Christian Müller für die Online-Zeitung INFOsperber
Am 8. September 1941, vor 80 Jahren, gelang es der deutschen Wehrmacht, die russische Stadt Sankt Petersburg – damals hiess sie Leningrad – hermetisch abzuriegeln. Nicht russische Soldaten zu töten war das Ziel. Das Ziel war, die zivile Bevölkerung – Männer, Frauen, alte Menschen und Zehntausende Kinder – auszuhungern: sie auf dem Weg über den Hungertod umzubringen. Es war, wie es erhaltene schriftliche Dokumente zeigen, das erklärte Ziel, die ganze Stadt vom Erdboden verschwinden zu lassen. Über eine Million Menschen – Zivilisten! – kamen dabei in der abgeriegelten Stadt tatsächlich zu Tode, viele durch die andauernden Bombardements, die meisten aber verhungerten, wie von den Deutschen so gewollt. Erst 871 Tage später, am 27. Januar 1944, gelang es der Roten Armee, die deutsche Umzingelung der Stadt zu durchbrechen und wieder Lebensmittel in die Stadt zu bringen.
Und das soll einfach vergessen werden? In Sankt Petersburg ist die Erinnerung omnipräsent.
Und jetzt das
Nur eine gute Lebenslänge später, 2017, landen Transportschiffe der britischen Armee in Paldiski nahe der Hauptstadt Tallinn und bringen «Challenger 2»-Panzer nach Estland: jene Kriegsungeheuer mit über 60 Tonnen Gewicht, einer 120mm-Kanone und 450 km Aktionsradius. Von dort werden sie noch 140 Kilometer weiter nach Osten gebracht, nach Tapa, wo die Briten nun eine militärische Basis betreiben. Und hier, knappe fünf Panzerstunden von Sankt Petersburg entfernt, nehmen sie seither regelmässig an den Manövern der «NATO Enhanced Forward Presence» teil. Der Name sagt’s: «Enhanced Forward Presence» heisst so viel wie «verstärkte Präsenz vorne», also möglichst nahe an der Grenze zu Russland. Und von Tapa bis zur russischen Grenzstadt Iwanhorod sind es denn auch tatsächlich nur noch 150 Kilometer.

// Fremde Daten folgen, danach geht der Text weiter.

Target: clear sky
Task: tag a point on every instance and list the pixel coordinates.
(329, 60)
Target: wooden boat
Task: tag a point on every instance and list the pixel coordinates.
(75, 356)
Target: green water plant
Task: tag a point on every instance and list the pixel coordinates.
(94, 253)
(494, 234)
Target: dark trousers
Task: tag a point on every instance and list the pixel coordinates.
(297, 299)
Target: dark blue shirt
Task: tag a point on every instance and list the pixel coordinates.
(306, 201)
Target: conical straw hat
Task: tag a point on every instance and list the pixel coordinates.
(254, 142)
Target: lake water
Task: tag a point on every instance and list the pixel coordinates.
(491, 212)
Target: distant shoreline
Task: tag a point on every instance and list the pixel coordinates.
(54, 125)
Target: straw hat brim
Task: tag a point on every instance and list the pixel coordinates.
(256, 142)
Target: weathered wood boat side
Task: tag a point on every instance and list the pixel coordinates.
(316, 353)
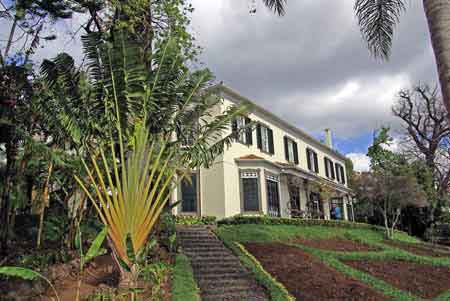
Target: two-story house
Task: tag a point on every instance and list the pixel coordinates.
(270, 169)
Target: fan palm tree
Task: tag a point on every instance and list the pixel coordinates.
(377, 20)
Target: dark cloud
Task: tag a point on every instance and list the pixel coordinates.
(312, 66)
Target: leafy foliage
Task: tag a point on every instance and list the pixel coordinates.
(19, 272)
(278, 6)
(96, 246)
(377, 19)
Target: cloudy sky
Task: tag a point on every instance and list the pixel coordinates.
(310, 67)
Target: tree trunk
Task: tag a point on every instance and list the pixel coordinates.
(5, 205)
(438, 17)
(45, 201)
(10, 37)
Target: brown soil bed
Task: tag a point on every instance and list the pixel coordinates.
(306, 277)
(100, 278)
(335, 244)
(421, 249)
(426, 281)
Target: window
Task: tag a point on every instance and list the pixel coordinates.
(329, 168)
(265, 139)
(313, 163)
(187, 134)
(273, 198)
(250, 191)
(242, 136)
(337, 208)
(189, 194)
(340, 173)
(290, 150)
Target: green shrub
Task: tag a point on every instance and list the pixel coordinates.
(265, 220)
(195, 220)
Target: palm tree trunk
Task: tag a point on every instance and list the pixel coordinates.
(45, 201)
(5, 201)
(438, 16)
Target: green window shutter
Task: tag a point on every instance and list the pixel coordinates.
(286, 148)
(338, 177)
(316, 163)
(234, 129)
(270, 138)
(248, 132)
(342, 175)
(332, 170)
(295, 153)
(258, 136)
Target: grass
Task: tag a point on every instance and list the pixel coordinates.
(184, 287)
(284, 233)
(276, 290)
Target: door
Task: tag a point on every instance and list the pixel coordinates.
(189, 195)
(273, 197)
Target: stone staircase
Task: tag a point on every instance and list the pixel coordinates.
(218, 272)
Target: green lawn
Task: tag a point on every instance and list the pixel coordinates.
(231, 234)
(184, 287)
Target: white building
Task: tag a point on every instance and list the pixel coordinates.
(272, 169)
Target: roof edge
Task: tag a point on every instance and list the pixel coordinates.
(222, 87)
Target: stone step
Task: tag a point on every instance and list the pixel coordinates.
(218, 272)
(214, 283)
(187, 244)
(217, 269)
(207, 254)
(204, 248)
(224, 291)
(221, 276)
(198, 260)
(239, 296)
(197, 239)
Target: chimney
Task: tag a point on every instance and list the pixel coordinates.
(328, 138)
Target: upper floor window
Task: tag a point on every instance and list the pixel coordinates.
(290, 150)
(313, 163)
(264, 137)
(329, 168)
(187, 134)
(243, 136)
(340, 173)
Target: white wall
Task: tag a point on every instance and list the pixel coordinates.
(238, 149)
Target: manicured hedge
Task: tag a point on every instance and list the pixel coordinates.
(184, 287)
(195, 220)
(265, 220)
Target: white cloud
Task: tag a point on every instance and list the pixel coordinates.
(357, 106)
(360, 161)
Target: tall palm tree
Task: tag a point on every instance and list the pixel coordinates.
(377, 20)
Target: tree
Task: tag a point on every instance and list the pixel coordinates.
(395, 165)
(131, 179)
(389, 194)
(28, 17)
(426, 131)
(377, 20)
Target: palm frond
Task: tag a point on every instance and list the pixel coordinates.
(377, 20)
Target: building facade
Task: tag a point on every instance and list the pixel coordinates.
(272, 168)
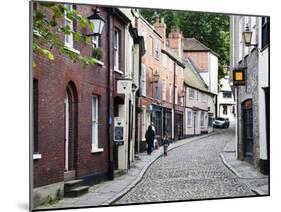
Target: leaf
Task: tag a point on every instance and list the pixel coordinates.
(74, 12)
(50, 56)
(53, 22)
(83, 22)
(88, 39)
(46, 4)
(77, 36)
(91, 24)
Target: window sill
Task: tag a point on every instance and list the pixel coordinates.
(37, 156)
(72, 50)
(118, 71)
(96, 150)
(100, 63)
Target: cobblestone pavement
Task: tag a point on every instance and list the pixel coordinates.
(192, 171)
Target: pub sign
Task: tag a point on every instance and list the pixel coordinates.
(239, 76)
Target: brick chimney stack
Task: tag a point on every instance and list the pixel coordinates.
(175, 41)
(160, 28)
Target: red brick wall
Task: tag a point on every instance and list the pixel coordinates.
(200, 59)
(53, 77)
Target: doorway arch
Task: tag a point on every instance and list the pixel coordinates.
(247, 126)
(70, 127)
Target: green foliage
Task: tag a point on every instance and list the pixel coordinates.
(97, 53)
(47, 30)
(210, 29)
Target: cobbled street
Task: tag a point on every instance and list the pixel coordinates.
(192, 171)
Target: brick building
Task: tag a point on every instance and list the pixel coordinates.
(252, 98)
(74, 109)
(206, 62)
(196, 111)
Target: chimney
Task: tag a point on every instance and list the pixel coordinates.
(175, 41)
(160, 28)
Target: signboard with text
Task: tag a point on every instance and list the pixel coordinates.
(124, 86)
(119, 131)
(239, 76)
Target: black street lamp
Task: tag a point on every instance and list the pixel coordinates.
(155, 77)
(98, 22)
(247, 34)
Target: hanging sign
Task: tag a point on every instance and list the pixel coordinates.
(239, 76)
(124, 86)
(118, 131)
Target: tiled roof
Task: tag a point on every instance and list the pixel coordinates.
(192, 44)
(193, 79)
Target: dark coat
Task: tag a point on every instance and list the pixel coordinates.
(149, 136)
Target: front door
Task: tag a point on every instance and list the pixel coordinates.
(66, 133)
(70, 132)
(195, 123)
(248, 130)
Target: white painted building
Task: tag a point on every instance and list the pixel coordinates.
(226, 103)
(206, 62)
(252, 134)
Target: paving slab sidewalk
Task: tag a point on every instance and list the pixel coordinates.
(107, 192)
(256, 181)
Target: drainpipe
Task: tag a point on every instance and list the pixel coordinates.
(109, 103)
(174, 99)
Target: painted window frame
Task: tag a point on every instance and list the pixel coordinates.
(116, 49)
(95, 124)
(202, 119)
(68, 39)
(189, 118)
(143, 79)
(164, 89)
(176, 94)
(191, 93)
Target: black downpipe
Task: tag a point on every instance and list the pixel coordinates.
(109, 121)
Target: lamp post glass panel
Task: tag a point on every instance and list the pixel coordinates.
(247, 34)
(98, 22)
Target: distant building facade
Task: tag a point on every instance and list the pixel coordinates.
(226, 103)
(252, 99)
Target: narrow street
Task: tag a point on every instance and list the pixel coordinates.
(192, 171)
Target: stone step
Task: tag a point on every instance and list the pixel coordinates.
(78, 191)
(118, 173)
(68, 185)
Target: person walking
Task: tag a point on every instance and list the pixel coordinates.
(149, 136)
(166, 143)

(Im Frühling 2021 hat die Rüstungsfirma RHEINMETALL BAE SYSTEMS LAND RBSL einen Auftrag zur technischen Modernisierung des Panzers Challenger 2 erhalten; das Auftragsvolumen übersteigt eine Milliarde US-Dollar. Wer Kriegsverherrlichung mag und sich das Ungeheuer gerne anschauen möchte, hier anklicken.)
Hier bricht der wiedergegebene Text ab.